Qué es la ecolocalización

Yamila · 10 mayo, 2018
Gracias a la emisión de sonidos y a su posterior interpretación del eco que proyectan sobre los objetos próximos, hay animales que son capaces de orientarse en el aire, en la oscuridad y en el mar

¿Te has puesto a pensar alguna vez cómo hacen ciertos animales para ubicarse en el mar o en el cielo? Esto mismo se han preguntado varios científicos antes de acunar el término ecolocalización que te explicamos en este artículo.

Ecolocalización: técnica para interpretar el ambiente

La ecolocalización es la capacidad que tienen algunos animales para poder conocer un entorno, identificar peligros y encontrar presas, a través de la emisión de sonidos y la posterior interpretación del eco que proyectan sobre objetos cercanos.

Este término se empezó a usar por primera vez en 1938, tras varios estudios en los murciélagos. Merece la pena destacar que no todos los de la familia Chiroptera utilizan dicho mecanismo. Sí es empleado por los delfines, los cachalotes (ambos cetáceos) y algunas aves como el vencejo, la salangana y el guácharo. Los barcos y los submarinos se basan en este principio para navegar.

La ecolocalización es fácil de comprender. Pongamos como ejemplo el murciélago, el cual tiene una vista muy débil y además sale a cazar de noche. Gracias a este mecanismo puede encontrar comida y, además, sortear diversos obstáculos, como puede ser un árbol o un depredador.

Gracias a este sistema de localización conocerá la distancia a la que se encuentra de un objeto. ¿Cómo lo sabe? Calcula el tiempo de retraso entre que emite la señal y esta es recibida otra vez.

Pero por supuesto que es mucho más que eso, ya que para lograr decodificar dicho mensaje es necesario contar con una anatomía especial. En el caso de los murciélagos, sus oídos están colocados a cierta distancia entre sí para comprender mejor lo que sucede a su alrededor.

La ecolocalización en los delfines

El otro ejemplo más conocido de ecolocalización es la que realizan los delfines (y los cachalotes). En este caso se lleva a cabo mediante la emisión de una gama de sonidos, los cuales viajan a través del agua y les permiten obtener mucha información sobre aquello que les rodea.

Ecolocalización de los delfines

A través de los impulsos sonoros –conocidos como clicks– de alta o baja frecuencia, un delfín puede encontrar a sus presas y también reencontrarse con sus congéneres.

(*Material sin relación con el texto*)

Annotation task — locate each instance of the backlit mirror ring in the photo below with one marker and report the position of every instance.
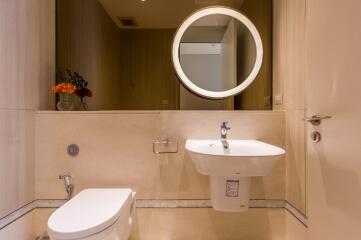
(176, 51)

Para ello, obviamente necesitan una audición direccional sensible y una inteligencia superior.

Si analizamos la fisonomía de este cetáceo, podemos ver que cuenta con una capa de grasa aceitosa en los costados de la cabeza y en la mandíbula inferior, la cual le permite recibir los ecos. Cuando el delfín nada, va moviendo el cráneo hacia los lados, arriba y abajo. De esta manera ‘explora’ lo que hay a su alrededor.

¿Y qué sucede con las aves?

Si bien los dos casos más ‘famosos’ de ecolocalización son el murciélago y el delfín, también hay algunas aves que han aprendido esta técnica para poder orientarse. El vencejo es similar a la golondrina (aunque no están relacionados) y ha podido desarrollar un mecanismo que le permite saber dónde está en la oscuridad, ya que duerme en cuevas.

Vencejo: características

La subespecie de las islas Cook utiliza la ecolocalización fuera de la madriguera, de la cual sale por las noches para conseguir alimento.

La salangana papú es un ave nativa de Nueva Guinea capaz de ecolocalizar cuando vuelan en el exterior de su refugio y además se diferencia de otras especies porque emite clics simples y no dobles, como sucede con los parientes del género Aerodramus.

Por último, el guácharo o ave de las cavernas, es frugívora y nocturna. Usa este sistema para navegar en condiciones de poca visibilidad. Junto a su gran olfato, puede alimentarse de frutas antes de que salga el sol. Durante el día se resguarda en cuevas profundas y apenas se despierta pone en funcionamiento ese GPS especial que incluye clicks de gran frecuencia, audibles sin problemas por el ser humano.